The renewed waiver ensures continuity in these supplies at a time when alternative sources—particularly from the Middle East—face uncertainty. Nearly 40% of India’s oil imports pass through the Strait of Hormuz, making any disruption in the region a direct threat to its energy security.
Additionally, the geopolitical tensions have led to increased insurance premiums for oil shipments in the Gulf region. Insurers are reassessing risks, making transportation more expensive and complex. In this context, access to Russian oil through alternative routes provides Indian refiners with a valuable cushion.
Rising Costs Despite Continued Access
While the waiver allows India to maintain supply flows, it may not deliver the same financial advantages as before. Russian crude prices have reportedly surged to their highest levels in over a decade, reducing the steep discounts that Indian refiners previously enjoyed.
This shift could have broader economic implications. Higher import costs may translate into increased fuel prices domestically, potentially fueling inflationary pressures. However, continued access to Russian oil—even at elevated prices—still offers greater stability compared to the uncertainty of sourcing entirely from conflict-prone regions.

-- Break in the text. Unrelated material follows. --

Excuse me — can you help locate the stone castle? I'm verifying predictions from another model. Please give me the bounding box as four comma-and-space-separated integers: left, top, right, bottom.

Surge in India’s Russian Oil Imports
Recent data highlights India’s growing dependence on Russian crude. In March, imports surged dramatically, tripling in value to approximately €5.3 billion. The volume of imports also doubled, driven by both increased demand and rising global prices.
India emerged as the second-largest importer of Russian oil during the month, accounting for around 38% of Moscow’s exports, second only to China. This marks a notable shift from February, when India ranked third behind China and Turkey.
State-owned refiners played a significant role in this surge, with purchases rising by 148% month-on-month. Analysts suggest that Indian buyers accelerated purchases in anticipation of tighter sanctions and potential supply disruptions.
Strategic Implications
The US decision to extend the waiver highlights the complex balancing act between enforcing sanctions on Russia and maintaining global energy stability. While sanctions were initially designed to curb Moscow’s revenues following the Ukraine conflict, the Iran war has introduced new variables that complicate enforcement.
For India, the development reinforces the importance of diversification in energy sourcing. While Russian oil remains a key component, geopolitical uncertainties underline the need for a balanced approach that includes multiple suppliers and strategic reserves.
The US waiver extension on Russian oil is a pragmatic response to a rapidly evolving geopolitical crisis. For India, it offers a much-needed buffer against supply disruptions and price volatility, even as costs rise. As global energy markets remain on edge, such policy shifts will continue to play a crucial role in shaping the economic outlook for major import-dependent nations.